What in the world had happened to Nathan in the last few months? Was this a sign of mental illness? Could it be something that serious? Jamison immediately dismissed the fear. Nathan was just getting better at pulling pranks. All of this would lead to some sort of joke. Superpowers. Sneaking onto Overdrake’s plantation in the face of rabid, growling guard dogs. When had Jamison become so gullible?
“My thirteen-year-old brother is offering to protect me,” Jamison said with a laugh. “Should I be touched or insulted?”
“How about just trusting me?”
They had reached their jeep, so Jamison didn’t answer. He was sure he would hear more about this later.
Chapter 2
It didn’t take long for Mrs. Daniels to get dinner on the table. She asked about Jamison’s classes. She liked hearing about his friends from Oxford. They all seemed exotic to her, like characters from Dickens novels.
Finally Jamison said, “So have you been working Nathan twice as hard now that I’m gone?” He half expected that Nathan’s story of being banned from the plantation was completely made up.
Mr. Daniels spooned a second helping of fishcakes and gravy. “Nathan has to spend more time on his studies if he wants to make it into university. He’s got to concentrate on that, not cattle.”
“My grades aren’t that bad,” Nathan said. “Mostly As and Bs.”
Jamison sprinkled some salt on his squash. “That’s good enough to get into most schools.”
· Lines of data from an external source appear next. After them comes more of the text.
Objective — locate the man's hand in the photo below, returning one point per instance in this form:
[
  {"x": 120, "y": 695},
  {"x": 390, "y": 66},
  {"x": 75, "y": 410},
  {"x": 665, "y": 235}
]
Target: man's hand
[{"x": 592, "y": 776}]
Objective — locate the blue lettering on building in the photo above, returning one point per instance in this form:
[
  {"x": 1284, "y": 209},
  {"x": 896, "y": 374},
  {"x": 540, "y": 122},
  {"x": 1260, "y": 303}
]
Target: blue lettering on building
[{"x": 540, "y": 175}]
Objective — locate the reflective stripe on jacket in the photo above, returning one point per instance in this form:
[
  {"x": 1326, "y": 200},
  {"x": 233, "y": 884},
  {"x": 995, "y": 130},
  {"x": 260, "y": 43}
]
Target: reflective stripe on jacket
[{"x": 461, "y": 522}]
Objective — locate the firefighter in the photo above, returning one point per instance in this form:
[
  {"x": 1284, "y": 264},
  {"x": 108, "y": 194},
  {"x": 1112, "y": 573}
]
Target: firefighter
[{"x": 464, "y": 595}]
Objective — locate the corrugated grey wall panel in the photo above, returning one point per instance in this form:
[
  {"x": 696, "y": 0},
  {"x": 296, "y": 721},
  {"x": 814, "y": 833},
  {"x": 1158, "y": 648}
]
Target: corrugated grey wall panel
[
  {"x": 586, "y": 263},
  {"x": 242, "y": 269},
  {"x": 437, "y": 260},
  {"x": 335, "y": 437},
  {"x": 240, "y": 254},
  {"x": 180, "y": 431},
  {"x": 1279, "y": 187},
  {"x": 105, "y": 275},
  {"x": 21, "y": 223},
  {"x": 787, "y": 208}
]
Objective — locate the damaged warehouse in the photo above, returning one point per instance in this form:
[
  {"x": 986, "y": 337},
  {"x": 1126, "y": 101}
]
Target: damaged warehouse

Mr. Daniels nodded in Nathan’s direction, a smile softening his features. “If Nathan keeps playing football like he does now, I’ll send tapes of his games to universities and we’ll have every recruiter in England sniffing around here. And that’s another reason
he can’t work on the plantation. He has to practice.”
Mrs. Daniels put a pat of butter on her squash. “I always said you boys spent too much time working for the Overdrakes.”
Jamison stiffened. “You did not. Last summer when I spent forty hours a week shoveling manure, you told me it built character.”
Mrs. Daniels let out an airy laugh and waved a hand in Jamison’s direction. “Well, Nathan’s character doesn’t need as much building as yours did.”
“Right. I was the only first year at Oxford who’d ever dewormed a cow. That’s the sort of thing that makes you popular with your mates in the dining hall.”
Mrs. Daniels laughed again. “Oh, stop moaning. Even when you were working on the plantation, you still found enough time to read every book on the island.”
Mr. Daniels took a bite of his food. “You needed to earn more money than your brother because you didn’t want to go to a university unless it was older than Chaucer.” There was a bit of ice in his words, a frost that occasionally showed itself. Mr. Daniels disliked people who were, as he put it, overeducated. He thought expensive schools made people put on airs. “And when you come down to it,” he’d said more than once, “educated people are just as stupid as everyone else. Stupider maybe, because they think the money they spent on their degree means something.”
When Jamison’s acceptance letter had come, Mr. Daniels hadn’t hidden his opinion that Oxford wasn’t worth the price. As far as Jamison could tell, his father only financed his tuition for one reason: to prove that he was smart enough to make money without a high status university degree. This was a surprise to Jamison in more than one way. He had known his father had purchased stocks and made overseas investments. Jamison had never realized the extent of his father’s assets, though, until Mr. Daniels not only agreed to help pay for Oxford, but wrote a check for fifteen thousand pounds on the spot—a sum that most Saints didn’t make in a year.
Now that Mr. Daniels had brought up the cost of Oxford, Jamison couldn’t complain about the amount of work he did on the plantation, or Nathan’s lack of it. His parents were right. With Nathan’s athletic ability, he would most likely get a scholarship somewhere. No one would need to make the sacrifices for Nathan’s education that they made for Jamison’s.